GRNFormer: A Biologically-Guided Framework for Integrating Gene Regulatory Networks into RNA Foundation Models
Mufan Qiu, Xinyu Hu, Fengwei Zhan, Sukwon Yun, Jie Peng, Ruichen Zhang, Bhavya Kailkhura, Jiekun Yang, Tianlong Chen
TL;DR
GRNFormer tackles the limitations of RNA foundation models by integrating multi-scale gene regulatory networks inferred from multi-omics data into pretraining. It presents a structure-aware fusion framework that combines adaptive cross-attention with a biology-guided edge perturbation strategy to balance sparse GRNs and enable effective knowledge transfer to RNA FMs.
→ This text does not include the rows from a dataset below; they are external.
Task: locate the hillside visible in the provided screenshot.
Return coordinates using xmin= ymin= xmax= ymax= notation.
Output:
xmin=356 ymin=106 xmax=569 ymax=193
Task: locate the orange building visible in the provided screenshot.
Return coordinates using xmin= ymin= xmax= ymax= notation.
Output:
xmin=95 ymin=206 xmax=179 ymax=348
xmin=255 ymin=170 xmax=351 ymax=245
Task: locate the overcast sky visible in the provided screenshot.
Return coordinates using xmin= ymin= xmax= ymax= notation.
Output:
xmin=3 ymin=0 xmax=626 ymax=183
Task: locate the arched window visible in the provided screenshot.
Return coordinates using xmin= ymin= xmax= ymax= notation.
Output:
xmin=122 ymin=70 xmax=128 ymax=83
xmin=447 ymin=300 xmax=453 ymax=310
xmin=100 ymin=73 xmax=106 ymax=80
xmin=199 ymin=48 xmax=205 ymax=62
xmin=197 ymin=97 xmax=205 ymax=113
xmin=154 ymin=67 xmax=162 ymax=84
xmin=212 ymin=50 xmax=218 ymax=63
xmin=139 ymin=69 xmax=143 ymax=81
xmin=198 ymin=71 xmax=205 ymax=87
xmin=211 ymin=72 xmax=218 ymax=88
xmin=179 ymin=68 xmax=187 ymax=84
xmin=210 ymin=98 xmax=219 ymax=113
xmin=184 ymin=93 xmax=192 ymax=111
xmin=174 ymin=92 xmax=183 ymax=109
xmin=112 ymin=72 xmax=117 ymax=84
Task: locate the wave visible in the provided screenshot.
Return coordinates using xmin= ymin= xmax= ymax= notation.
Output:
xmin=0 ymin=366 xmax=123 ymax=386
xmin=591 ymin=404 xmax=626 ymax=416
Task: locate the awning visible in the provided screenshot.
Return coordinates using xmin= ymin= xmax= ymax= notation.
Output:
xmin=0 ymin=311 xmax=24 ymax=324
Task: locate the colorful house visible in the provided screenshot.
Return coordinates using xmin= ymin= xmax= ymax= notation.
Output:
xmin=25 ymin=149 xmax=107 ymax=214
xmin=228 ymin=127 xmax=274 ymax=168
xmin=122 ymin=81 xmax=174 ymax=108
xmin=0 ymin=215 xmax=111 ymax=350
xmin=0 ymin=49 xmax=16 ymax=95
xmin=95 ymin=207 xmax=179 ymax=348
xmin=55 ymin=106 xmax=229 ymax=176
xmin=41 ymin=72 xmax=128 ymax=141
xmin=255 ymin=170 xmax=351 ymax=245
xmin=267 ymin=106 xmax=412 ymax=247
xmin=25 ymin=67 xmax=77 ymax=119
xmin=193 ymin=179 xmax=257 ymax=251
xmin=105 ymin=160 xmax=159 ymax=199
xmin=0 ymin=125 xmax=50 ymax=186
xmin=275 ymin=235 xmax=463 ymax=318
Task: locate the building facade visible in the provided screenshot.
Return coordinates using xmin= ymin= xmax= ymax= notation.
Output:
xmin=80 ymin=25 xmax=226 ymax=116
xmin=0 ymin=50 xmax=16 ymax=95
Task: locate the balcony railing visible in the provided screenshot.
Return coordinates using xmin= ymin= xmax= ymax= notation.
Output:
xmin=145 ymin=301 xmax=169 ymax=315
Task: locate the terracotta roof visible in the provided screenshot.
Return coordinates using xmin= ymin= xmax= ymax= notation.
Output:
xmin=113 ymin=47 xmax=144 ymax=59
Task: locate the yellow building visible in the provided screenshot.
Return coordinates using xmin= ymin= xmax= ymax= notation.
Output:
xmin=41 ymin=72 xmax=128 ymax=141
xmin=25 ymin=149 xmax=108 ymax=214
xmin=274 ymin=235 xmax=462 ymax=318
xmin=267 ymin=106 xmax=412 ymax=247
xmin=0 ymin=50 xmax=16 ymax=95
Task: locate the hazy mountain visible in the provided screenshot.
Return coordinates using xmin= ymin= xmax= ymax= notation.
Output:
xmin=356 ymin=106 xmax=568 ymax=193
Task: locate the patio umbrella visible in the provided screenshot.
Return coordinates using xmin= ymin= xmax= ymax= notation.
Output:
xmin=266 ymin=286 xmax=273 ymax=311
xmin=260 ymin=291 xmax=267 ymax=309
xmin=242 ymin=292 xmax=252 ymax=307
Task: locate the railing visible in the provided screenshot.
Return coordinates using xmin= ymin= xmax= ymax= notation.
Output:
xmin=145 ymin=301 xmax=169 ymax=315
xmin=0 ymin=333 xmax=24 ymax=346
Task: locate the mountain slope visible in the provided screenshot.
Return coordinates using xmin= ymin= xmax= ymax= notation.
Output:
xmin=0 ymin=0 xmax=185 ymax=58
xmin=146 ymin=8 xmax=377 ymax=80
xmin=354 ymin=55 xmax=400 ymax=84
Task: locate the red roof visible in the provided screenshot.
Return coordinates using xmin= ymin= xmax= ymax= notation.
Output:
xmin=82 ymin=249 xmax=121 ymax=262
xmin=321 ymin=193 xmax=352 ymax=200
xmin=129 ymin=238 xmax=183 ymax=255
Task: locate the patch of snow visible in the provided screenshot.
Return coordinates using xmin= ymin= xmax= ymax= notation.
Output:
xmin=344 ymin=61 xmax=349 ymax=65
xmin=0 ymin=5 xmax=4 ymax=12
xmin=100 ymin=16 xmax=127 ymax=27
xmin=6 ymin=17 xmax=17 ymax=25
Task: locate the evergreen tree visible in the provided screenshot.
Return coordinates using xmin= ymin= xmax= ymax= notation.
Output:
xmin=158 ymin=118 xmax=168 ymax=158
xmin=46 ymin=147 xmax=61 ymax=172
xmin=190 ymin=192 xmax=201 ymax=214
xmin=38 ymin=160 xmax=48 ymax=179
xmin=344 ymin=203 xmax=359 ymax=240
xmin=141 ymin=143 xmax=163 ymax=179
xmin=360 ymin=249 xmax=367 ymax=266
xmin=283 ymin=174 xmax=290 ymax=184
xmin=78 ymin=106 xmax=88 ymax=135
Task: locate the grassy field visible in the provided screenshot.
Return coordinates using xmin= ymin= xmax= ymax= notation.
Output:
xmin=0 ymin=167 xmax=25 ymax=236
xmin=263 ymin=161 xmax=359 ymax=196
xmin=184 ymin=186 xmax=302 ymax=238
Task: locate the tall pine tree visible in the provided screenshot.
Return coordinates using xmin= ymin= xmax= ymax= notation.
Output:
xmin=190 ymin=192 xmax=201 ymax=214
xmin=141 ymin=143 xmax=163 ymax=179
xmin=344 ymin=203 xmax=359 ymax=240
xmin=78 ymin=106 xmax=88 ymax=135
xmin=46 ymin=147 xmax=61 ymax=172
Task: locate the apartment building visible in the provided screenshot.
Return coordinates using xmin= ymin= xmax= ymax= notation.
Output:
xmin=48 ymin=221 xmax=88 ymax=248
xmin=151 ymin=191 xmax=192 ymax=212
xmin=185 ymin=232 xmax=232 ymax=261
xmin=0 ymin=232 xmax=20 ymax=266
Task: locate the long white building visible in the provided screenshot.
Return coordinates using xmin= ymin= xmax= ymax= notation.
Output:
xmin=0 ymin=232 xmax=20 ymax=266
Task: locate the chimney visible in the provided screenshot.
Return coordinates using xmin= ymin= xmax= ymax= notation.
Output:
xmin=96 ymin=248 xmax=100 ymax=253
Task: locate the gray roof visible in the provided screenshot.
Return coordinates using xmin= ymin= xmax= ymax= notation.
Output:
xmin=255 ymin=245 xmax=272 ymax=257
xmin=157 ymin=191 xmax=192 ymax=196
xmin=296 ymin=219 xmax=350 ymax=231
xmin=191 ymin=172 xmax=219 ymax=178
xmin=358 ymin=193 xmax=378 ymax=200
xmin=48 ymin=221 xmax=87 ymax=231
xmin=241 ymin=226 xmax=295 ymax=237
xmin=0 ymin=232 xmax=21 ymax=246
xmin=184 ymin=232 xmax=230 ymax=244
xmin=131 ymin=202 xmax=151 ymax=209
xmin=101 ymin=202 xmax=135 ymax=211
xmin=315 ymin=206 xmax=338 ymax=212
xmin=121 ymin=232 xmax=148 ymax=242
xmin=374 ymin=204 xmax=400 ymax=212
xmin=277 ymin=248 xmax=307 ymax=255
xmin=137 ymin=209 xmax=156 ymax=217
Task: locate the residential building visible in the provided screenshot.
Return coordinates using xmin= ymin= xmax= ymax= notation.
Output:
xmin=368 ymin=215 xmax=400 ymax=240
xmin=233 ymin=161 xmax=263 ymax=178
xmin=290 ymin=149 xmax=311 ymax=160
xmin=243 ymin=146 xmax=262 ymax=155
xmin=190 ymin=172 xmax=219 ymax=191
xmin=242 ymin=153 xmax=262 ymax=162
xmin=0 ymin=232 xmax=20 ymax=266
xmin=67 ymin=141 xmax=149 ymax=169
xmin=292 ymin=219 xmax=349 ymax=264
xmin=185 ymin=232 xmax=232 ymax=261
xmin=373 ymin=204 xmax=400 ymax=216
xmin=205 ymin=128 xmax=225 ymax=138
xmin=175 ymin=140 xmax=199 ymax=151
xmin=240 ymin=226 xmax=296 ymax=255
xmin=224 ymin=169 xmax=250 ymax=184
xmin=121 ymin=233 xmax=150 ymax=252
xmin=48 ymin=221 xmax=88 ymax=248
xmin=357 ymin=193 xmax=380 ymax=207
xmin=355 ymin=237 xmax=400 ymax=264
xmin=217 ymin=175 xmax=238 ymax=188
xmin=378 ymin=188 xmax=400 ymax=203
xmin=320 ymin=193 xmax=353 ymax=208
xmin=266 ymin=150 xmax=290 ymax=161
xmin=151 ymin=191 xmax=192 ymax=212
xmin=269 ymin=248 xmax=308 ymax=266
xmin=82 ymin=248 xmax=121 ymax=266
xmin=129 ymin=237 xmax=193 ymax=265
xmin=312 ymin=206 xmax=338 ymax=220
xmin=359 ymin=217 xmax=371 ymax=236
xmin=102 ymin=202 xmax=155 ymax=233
The method constructs cell-type-specific and single-cell GRNs via SCENIC+ and AUCell thresholds, fusing these priors with expression embeddings across multiple backbone architectures. Across gene perturbation prediction, cancer drug response, and single-cell drug response classification, GRNFormer achieves consistent improvements and yields interpretable attention patterns that align with known regulatory biology.
Abstract
Foundation models for single-cell RNA sequencing (scRNA-seq) have shown promising capabilities in capturing gene expression patterns. However, current approaches face critical limitations: they ignore biological prior knowledge encoded in gene regulatory relationships and fail to leverage multi-omics signals that could provide complementary regulatory insights. In this paper, we propose GRNFormer, a new framework that systematically integrates multi-scale Gene Regulatory Networks (GRNs) inferred from multi-omics data into RNA foundation model training. Our framework introduces two key innovations. First, we introduce a pipeline for constructing hierarchical GRNs that capture regulatory relationships at both cell-type-specific and cell-specific resolutions. Second, we design a structure-aware integration framework that addresses the information asymmetry in GRNs through two technical advances: (1) A graph topological adapter using multi-head cross-attention to weight regulatory relationships dynamically, and (2) a novel edge perturbation strategy that perturb GRNs with biologically-informed co-expression links to augment graph neural network training. Comprehensive experiments have been conducted on three representative downstream tasks across multiple model architectures to demonstrate the effectiveness of GRNFormer. It achieves consistent improvements over state-of-the-art (SoTA) baselines: $3.6\%$ increase in drug response prediction correlation, $9.6\%$ improvement in single-cell drug classification AUC, and $1.1\%$ average gain in gene perturbation prediction accuracy.